L’autre réalisation est toute récente puisqu’il en est à sa quatrième année d’existence. Répondant un appel pressant des autorités civiles et religieuses de la ville affrontées au drame des sans-logis, la paroisse du Sacré-Cœur a offert un local pour l’ouverture d’un accueil de nuit. Trois chambres bien équipées, aménagées au deuxième étage du bâtiment des catéchismes permette de loger chaque nuit jusqu’à 10 personnes. Il s’agit d’un hébergement d’urgence et de courte durée, en attendant une solution plus durable. Pour l’exercice 1995 – 1996 on a compté 579 unités et 740 nuitées en 1996 – 1997. La gestion est assurée par le secours catholique en liaison avec divers organismes publics et associatifs. Elle mobilise une vingtaine de bénévoles dont 6 du Sacré Cœur.

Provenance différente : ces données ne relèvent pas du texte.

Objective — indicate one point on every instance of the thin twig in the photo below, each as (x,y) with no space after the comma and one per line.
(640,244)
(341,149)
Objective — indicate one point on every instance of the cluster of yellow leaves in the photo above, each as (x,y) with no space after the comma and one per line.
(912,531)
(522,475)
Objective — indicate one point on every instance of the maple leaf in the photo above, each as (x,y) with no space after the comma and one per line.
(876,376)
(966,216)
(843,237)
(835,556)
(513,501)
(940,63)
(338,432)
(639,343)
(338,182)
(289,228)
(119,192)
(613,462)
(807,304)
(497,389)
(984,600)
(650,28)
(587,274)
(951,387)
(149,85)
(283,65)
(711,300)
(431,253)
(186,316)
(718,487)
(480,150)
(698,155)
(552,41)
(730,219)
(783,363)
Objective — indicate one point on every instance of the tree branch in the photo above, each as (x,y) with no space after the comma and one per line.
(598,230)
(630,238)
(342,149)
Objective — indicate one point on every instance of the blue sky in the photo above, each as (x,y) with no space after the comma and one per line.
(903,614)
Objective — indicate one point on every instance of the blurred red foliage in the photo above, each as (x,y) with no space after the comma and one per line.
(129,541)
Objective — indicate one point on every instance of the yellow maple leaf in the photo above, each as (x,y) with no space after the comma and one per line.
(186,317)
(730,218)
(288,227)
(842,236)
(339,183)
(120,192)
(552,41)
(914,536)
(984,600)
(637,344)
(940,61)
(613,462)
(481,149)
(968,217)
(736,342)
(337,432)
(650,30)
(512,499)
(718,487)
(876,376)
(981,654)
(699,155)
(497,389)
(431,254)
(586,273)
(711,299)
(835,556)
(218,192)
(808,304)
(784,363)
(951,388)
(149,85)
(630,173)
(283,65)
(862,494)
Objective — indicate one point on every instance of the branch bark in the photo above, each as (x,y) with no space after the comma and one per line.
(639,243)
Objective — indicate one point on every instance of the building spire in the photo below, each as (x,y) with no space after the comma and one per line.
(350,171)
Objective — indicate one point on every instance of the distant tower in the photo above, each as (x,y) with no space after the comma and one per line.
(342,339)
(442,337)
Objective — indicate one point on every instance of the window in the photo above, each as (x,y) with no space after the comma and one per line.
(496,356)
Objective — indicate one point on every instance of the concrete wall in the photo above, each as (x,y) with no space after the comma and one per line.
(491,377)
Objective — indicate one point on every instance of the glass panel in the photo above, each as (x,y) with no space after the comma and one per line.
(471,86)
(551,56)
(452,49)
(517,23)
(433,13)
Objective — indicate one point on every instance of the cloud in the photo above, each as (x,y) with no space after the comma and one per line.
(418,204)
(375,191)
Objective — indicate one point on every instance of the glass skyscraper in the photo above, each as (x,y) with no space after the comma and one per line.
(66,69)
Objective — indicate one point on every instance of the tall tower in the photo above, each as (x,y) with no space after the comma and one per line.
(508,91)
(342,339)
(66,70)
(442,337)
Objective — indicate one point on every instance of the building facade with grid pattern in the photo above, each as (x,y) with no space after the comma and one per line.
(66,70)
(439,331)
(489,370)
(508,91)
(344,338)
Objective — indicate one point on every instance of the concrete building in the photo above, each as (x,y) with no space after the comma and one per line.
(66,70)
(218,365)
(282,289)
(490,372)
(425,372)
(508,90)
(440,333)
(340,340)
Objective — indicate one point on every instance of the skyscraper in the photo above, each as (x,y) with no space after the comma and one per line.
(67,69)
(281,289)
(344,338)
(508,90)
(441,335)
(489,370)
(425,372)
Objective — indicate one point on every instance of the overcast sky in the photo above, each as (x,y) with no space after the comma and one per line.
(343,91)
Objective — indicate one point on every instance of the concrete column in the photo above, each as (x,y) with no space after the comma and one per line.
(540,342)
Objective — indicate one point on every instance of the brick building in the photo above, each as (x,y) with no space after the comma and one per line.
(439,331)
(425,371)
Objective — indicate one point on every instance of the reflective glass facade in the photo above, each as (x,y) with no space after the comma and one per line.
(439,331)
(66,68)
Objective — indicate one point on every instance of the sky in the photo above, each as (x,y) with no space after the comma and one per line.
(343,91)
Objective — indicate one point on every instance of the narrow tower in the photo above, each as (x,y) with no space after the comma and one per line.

Jumelage franco-allemand, accueil de S.D.F. : les mentalités ont évolué. Rendons grâce a Dieu que cette paroisse, née d’un vœu qui comportait aussi le souhait de la victoire de nos armes, accueille aujourd’hui fraternellement l’étranger, l’ancien « ennemi héréditaire ». Et louons aussi le Seigneur pour l’accueil des plus démunis par une paroisse considérée comme « bourgeoise ». Mais il y a encore beaucoup à faire et surtout peut-être pour que les jeunes – il y en a quand même ! – trouvent  pleinement leur place aux côtés des anciens pour assurer la relève.

La réorganisation de l’Eglise à Besançon (comme dans l’ensemble du diocèse) récemment menée à son terme devrait offrir un cadre favorable à cette nécessaire évolution de la pastorale. Les paroisses bisontines ne seront plus tentées de vivre repliées sur elles-mêmes. Le Sacré-Cœur fait partie avec Sainte-Madeleine, Saint-Jean, Saint-Pierre et Saint Fort de Morre de l’unité pastorale de Besançon – Centre. Déjà des manifestations communes, à l’occasion des Confirmations par exemple, permettent d’élargir les contacts pour un dynamisme retrouvé dans l’annonce de la Bonne Nouvelle. À l’occasion de ce 75e anniversaire toutes les paroisses de l’unité pastorale se retrouvent au Sacré-Cœur ce dimanche 21 juin 1998.